In summary, there are many reasons other than the standard model that draw people to high volatility stocks, which then hurts their returns on average. Pim discusses his introduction to stock investing and highlights how the biases above directed his interest into a particular volatile stock, one that he could readily form an opinion upon and that could potentially generate out-sized returns.
Back to Pim’s book: he presents a “law of three”—omne trium perfectum—all good things come in threes. In this context, the law of three is low vol, momentum, and value. His value metric is a form of price-to-income ratio, such as dividend yield or P/E. I am skeptical of a law stating 3 is the cardinality of attributes for Platonic forms, but agree that, in this case, it is a handful and not a factor zoo of dozens.

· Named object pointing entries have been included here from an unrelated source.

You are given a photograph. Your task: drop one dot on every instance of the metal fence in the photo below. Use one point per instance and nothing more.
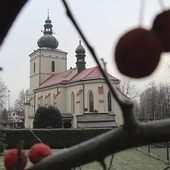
(160, 151)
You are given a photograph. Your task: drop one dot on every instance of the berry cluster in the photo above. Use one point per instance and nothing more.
(36, 154)
(138, 52)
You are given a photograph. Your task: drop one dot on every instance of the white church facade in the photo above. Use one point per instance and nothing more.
(81, 94)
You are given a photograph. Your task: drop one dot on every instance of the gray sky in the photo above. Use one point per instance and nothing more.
(102, 21)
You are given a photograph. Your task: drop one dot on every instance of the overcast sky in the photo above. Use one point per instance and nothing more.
(102, 21)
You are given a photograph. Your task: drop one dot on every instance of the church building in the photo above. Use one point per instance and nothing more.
(81, 94)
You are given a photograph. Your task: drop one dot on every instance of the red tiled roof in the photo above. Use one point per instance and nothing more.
(92, 73)
(89, 74)
(55, 79)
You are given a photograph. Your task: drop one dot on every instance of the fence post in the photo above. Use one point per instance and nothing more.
(168, 152)
(149, 150)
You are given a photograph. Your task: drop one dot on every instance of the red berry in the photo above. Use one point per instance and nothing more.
(137, 53)
(11, 157)
(38, 152)
(161, 26)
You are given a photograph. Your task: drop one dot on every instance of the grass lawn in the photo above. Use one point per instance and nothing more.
(126, 160)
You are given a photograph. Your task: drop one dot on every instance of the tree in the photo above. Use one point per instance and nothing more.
(128, 87)
(131, 134)
(5, 114)
(47, 117)
(19, 103)
(3, 91)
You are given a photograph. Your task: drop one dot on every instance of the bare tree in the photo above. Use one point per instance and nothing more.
(131, 134)
(128, 87)
(19, 103)
(3, 95)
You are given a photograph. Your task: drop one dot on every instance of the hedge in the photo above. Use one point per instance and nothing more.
(55, 138)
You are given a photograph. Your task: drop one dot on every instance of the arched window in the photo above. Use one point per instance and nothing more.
(109, 101)
(91, 102)
(72, 103)
(34, 68)
(53, 66)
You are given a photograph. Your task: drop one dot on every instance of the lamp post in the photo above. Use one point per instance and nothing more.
(161, 111)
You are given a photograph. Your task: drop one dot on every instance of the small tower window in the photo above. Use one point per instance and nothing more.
(109, 101)
(91, 102)
(34, 68)
(53, 66)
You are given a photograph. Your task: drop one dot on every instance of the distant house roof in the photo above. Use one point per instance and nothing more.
(107, 124)
(92, 73)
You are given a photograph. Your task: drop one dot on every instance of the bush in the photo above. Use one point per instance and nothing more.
(55, 138)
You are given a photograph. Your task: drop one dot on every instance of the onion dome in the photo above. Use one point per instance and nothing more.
(80, 49)
(48, 40)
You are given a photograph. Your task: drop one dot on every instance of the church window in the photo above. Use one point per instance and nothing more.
(53, 66)
(72, 103)
(109, 101)
(34, 68)
(91, 102)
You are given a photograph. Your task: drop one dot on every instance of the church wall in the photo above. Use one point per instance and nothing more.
(54, 96)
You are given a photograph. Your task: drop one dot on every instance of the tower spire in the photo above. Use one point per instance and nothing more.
(48, 13)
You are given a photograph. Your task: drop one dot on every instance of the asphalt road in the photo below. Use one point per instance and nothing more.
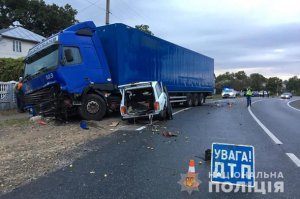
(145, 164)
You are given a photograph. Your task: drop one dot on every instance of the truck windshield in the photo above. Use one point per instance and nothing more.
(41, 61)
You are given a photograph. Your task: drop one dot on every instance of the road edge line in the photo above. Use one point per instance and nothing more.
(294, 158)
(291, 106)
(267, 131)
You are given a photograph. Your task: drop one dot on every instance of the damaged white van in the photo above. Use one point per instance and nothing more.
(144, 99)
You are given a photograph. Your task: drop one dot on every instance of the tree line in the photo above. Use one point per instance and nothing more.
(240, 81)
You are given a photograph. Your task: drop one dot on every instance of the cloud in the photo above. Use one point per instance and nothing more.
(256, 35)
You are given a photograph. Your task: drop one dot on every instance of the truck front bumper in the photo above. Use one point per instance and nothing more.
(130, 116)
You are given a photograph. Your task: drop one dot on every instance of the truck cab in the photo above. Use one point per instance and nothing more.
(144, 99)
(68, 73)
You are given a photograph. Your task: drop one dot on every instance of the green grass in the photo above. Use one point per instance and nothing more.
(14, 122)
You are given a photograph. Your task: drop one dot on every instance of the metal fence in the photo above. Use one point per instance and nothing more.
(7, 95)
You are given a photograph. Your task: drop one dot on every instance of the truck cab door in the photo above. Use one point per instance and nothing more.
(161, 96)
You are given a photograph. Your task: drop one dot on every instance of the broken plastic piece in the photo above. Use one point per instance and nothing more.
(41, 122)
(83, 125)
(114, 124)
(169, 134)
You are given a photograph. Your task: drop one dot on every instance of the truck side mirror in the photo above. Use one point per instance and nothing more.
(68, 55)
(21, 75)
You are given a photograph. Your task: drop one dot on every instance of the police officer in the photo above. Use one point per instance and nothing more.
(248, 95)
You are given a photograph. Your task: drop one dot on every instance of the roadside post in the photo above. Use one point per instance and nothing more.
(233, 164)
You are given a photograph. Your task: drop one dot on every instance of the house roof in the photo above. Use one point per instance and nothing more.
(21, 33)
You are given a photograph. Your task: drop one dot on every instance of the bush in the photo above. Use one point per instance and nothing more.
(10, 69)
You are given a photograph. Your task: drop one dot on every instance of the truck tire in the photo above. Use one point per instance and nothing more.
(93, 107)
(189, 100)
(195, 99)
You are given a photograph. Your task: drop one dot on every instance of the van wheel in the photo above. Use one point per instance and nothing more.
(93, 107)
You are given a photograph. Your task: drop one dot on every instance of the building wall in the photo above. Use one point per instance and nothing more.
(6, 48)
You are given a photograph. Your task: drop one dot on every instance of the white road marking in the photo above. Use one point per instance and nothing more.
(143, 127)
(267, 131)
(294, 159)
(185, 109)
(291, 106)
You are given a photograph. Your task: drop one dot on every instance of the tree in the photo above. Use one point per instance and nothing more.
(144, 28)
(36, 15)
(10, 69)
(274, 85)
(257, 81)
(293, 85)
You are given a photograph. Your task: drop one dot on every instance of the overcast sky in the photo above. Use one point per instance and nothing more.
(252, 35)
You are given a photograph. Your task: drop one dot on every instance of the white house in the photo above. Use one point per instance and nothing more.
(15, 42)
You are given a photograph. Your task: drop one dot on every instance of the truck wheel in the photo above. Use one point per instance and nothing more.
(93, 107)
(201, 98)
(189, 100)
(195, 99)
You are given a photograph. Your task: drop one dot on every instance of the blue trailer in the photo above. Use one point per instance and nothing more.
(80, 69)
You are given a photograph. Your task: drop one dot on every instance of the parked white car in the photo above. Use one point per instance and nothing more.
(144, 99)
(228, 93)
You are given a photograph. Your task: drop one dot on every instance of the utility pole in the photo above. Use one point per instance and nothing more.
(107, 12)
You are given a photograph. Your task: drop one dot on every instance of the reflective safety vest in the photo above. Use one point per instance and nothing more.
(249, 92)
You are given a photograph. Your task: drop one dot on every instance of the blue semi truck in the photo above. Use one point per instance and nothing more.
(79, 69)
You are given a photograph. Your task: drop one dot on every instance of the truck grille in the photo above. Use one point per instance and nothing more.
(42, 96)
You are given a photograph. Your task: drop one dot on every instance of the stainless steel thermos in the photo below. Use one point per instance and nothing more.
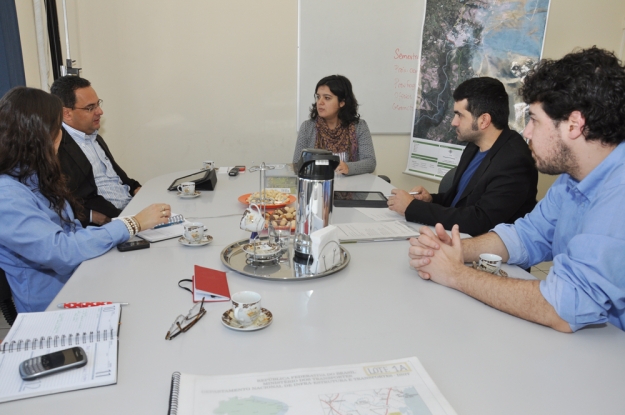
(315, 194)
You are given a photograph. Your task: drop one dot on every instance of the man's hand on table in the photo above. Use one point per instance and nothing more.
(436, 255)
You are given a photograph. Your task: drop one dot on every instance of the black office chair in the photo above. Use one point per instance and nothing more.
(447, 181)
(7, 306)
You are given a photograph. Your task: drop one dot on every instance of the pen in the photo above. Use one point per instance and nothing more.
(87, 304)
(410, 193)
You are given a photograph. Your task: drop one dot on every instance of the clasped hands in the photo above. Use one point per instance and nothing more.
(436, 255)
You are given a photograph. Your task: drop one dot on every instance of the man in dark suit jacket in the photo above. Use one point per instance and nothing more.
(80, 144)
(496, 178)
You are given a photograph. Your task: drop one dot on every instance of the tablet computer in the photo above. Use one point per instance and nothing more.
(359, 199)
(204, 180)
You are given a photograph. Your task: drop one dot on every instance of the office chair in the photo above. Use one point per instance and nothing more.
(7, 306)
(447, 181)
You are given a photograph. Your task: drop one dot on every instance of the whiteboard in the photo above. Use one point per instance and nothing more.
(374, 43)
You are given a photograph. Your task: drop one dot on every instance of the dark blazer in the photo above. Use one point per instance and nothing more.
(79, 174)
(502, 189)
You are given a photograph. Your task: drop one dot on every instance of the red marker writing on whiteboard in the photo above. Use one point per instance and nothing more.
(88, 304)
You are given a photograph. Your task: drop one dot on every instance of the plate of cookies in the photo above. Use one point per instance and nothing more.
(277, 199)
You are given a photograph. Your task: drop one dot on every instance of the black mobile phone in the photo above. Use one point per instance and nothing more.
(133, 245)
(51, 363)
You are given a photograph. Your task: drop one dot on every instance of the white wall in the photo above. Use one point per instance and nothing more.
(189, 80)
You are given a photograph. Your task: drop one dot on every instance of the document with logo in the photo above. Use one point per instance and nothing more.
(392, 387)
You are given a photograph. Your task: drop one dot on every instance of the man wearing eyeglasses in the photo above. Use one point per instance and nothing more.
(94, 178)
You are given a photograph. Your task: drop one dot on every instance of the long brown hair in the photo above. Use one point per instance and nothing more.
(30, 120)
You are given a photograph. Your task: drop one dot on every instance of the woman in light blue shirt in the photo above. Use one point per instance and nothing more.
(41, 240)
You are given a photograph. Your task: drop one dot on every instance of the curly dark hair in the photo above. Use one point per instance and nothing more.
(485, 95)
(65, 86)
(342, 88)
(591, 81)
(30, 121)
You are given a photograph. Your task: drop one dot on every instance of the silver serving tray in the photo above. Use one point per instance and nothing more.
(284, 268)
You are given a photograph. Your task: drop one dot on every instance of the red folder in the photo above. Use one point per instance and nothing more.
(210, 284)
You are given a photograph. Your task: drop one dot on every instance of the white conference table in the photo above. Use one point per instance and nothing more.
(483, 361)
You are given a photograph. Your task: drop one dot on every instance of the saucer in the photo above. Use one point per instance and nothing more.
(264, 319)
(205, 241)
(183, 196)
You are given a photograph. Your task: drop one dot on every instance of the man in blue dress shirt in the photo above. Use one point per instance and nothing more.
(577, 130)
(100, 184)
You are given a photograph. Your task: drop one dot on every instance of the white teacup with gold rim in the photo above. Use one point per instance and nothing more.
(246, 307)
(194, 232)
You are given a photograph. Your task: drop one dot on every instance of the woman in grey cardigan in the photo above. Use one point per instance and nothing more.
(335, 125)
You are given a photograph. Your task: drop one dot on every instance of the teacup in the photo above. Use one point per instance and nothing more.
(194, 232)
(253, 219)
(490, 263)
(187, 188)
(246, 307)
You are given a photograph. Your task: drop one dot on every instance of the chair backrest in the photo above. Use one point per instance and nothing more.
(447, 181)
(7, 306)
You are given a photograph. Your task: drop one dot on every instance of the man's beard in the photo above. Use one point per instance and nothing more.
(560, 160)
(470, 136)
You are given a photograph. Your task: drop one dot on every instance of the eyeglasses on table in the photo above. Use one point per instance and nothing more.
(183, 324)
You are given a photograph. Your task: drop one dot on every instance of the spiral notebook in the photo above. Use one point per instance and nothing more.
(95, 329)
(174, 228)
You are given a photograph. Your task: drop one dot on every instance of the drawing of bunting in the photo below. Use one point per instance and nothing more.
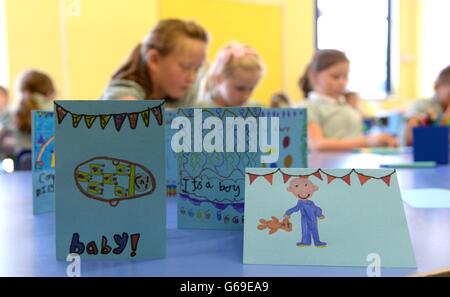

His basic formula for generating a good long equity portfolio is first, to look only at those stocks with lower-than-average risk. He uses volatility, but one could use beta as well (they give similar results), and the benefit of using beta is that, because it is normalized cross-sectionally, one merely has to remember to target stocks with betas less than 1.0, rather than knowing the current median stock volatility (in the US, 30%). A simple filter of excluding stocks with betas higher than 1 is great advice: it lowers risk and increases returns, and helps you avoid getting sucked into the biases listed above. If you constrain your stock picking to low risk stocks, you are swimming with the tide.
His portfolio formulation is refreshingly clear. First, normalize momentum and value using percentiles, sum them, apply to the “low vol” half of stocks, and viola, you have a darned good portfolio. He shows you can even do this using Google’s stock screener. Alas, or fortunately for Pim, this is difficult, and so if you really want to do this, it would be better simply to pay Robeco a fraction of a percent to do so, as they will be more diligent in monitoring the portfolio and adjusting for many issues not mentioned merely because they distract from his presentation.
His portfolio formulation is refreshingly clear. First, normalize momentum and value using percentiles, sum them, apply to the “low vol” half of stocks, and viola, you have a darned good portfolio. He shows you can even do this using Google’s stock screener. Alas, or fortunately for Pim, this is difficult, and so if you really want to do this, it would be better simply to pay Robeco a fraction of a percent to do so, as they will be more diligent in monitoring the portfolio and adjusting for many issues not mentioned merely because they distract from his presentation.
Pim notes that this “low vol” anomaly is not restricted to developed country equities. He has found it in emerging markets, and within equity industry sectors. He notes it has been found in corporate bonds, equity options, movies and private equities, but he could have added penny stocks, IPOs, real estate, currencies, futures, and sports books.
Investors would be wise to follow simple rules for investing. Those with the humility that comes from wisdom will be relieved to know that they can optimize their investments by merely focusing on lower-than-average risk stocks that make money, generate dividends, and have performed well. Those who need the advice most—average equity investors—are least likely to take it, so I am not worried that a regime shift is in play.
Personally, I am not a big fan of momentum, as while it works over time, it fails massively on occasion, as in 2009, when we had an adverse 4-standard deviation event in the US. Nonetheless, I can see how one can look outside this case and find, in the words of AQR’s Cliff Asness, that value and momentum are “everywhere.” I do, however, prefer his method of putting metrics into percentile space rather than a Gaussian variable, in that expected returns are more linear in a percentile z-score. I also appreciate the fact that he does not create a hierarchy of factors, as do many, in which a “value factor” is a combination of 6 metrics (e.g., the Bloomberg Equity Model), which is then added to 5 other such composite factors.
If there is no risk premium in general so many seminal economic models are extinguished that it simply will not happen ('no science ever defends its first principles' Aristotle). Further, the fact that people are not so much greedy as envious highlights the fact that economics has a profoundly limited relevance, because while in practice people merely want to out-do their neighbors, this is not something anyone admits they should be optimizing, and certainly is infeasible for a society. Economists can explain behavior using profit maximization or cost minimization, because each is consistent with both greedy and envious utility functions, so it is useful for many parochial applications.
Yet this constitutes a partial equilibrium analysis. To the extent that economists want to prove certain macro policies are socially optimal, they return to a utilitarian world in which people do not care about relative wealth. This is simply untrue, and is relevant to why high marginal tax rates are popular regardless of whether they would bring in more revenue: bringing the top down is sufficient motive for most people (why most people loathe the Laffer curve, as it highlights their base interest in a higher marginal tax rate). With this flawed assumption, macro-economists are no more profound than are historians when analyzing a 'macroeconomy', as their fundamental motivator—individual wealth, however broadly defined—is defective and so does not generalize.
I used to think it would be good to convince others that the standard utility model is wrong, but now I am happy to let the consensus exist in perpetuity because of both the Serenity Prayer (“focus on what you can do”), and professionally, I am all-in on low volatility. Pim van Vliet is not keeping this powerful economic insight secret, but I am confident that most people will ignore his advice to their detriment.